East Slavonic dialects, i.e. Russian dialects, were merely oral in the VI-X centuries, while after 988 A.D. Old Church Slavonic (OCS) and the subsequent Russian Church Slavonic were essentially written linguistic vehicles. Literary Old Russian came into existence in the XII-XVI centuries and was at first a compromise between Church Slavonic and the spoken language. As time went by, the distance between OCS and Old Russian (both spoken and written) constantly increased, until they became two separated languages, in spite of some perduring reciprocal influence.
We can identify the shift which led to the considerable structural diversity between modern Italian and Russian in at least two crucial points: (a) the dominant correlation in the phonological consonantal subsystem (±geminate vs. ±palatalized) , (b) the different role (marginal vs. central) of the category of aspect in the verbal subsystem.

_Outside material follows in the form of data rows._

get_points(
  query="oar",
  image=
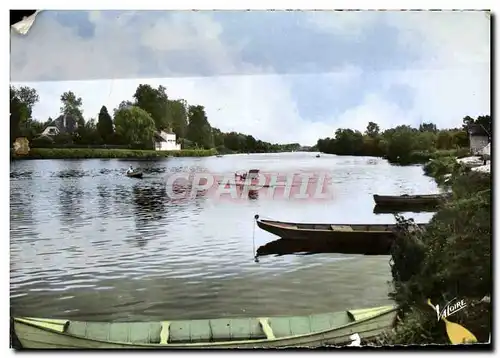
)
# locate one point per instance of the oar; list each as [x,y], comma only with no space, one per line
[456,333]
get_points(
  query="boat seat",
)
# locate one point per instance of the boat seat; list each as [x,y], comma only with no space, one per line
[341,228]
[215,330]
[135,332]
[291,326]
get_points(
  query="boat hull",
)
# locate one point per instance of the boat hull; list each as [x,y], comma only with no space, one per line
[373,239]
[32,336]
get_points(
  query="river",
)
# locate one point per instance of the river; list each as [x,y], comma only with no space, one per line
[87,242]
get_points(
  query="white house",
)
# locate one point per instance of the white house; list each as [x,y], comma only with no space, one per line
[166,141]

Although difference seems to be minor if we compare the vocalic subsystem in the two languages, the relative similarity is counterbalanced by a much greater diversity at the phonetic level. In fact, in modern Russian (in relation with the consonantal context and the position of the tonic accent) we can observe a strong tendency to neutralize phonemic oppositions, while in Italian the tendency towards phonemic neutralization is much more contained.
If we proceed to examine the verbal categories of tense and aspect, we notice – here as well – an opposite tendency in the two languages. Modern Italian (particularly in speech) tends to eliminate the autonomous expression of verbal aspect, “downloading” its content into the tense system (simple vs. compound or periphrastic forms) ; the modern Russian verb, on the contrary, is firmly pivoted around the category of aspect.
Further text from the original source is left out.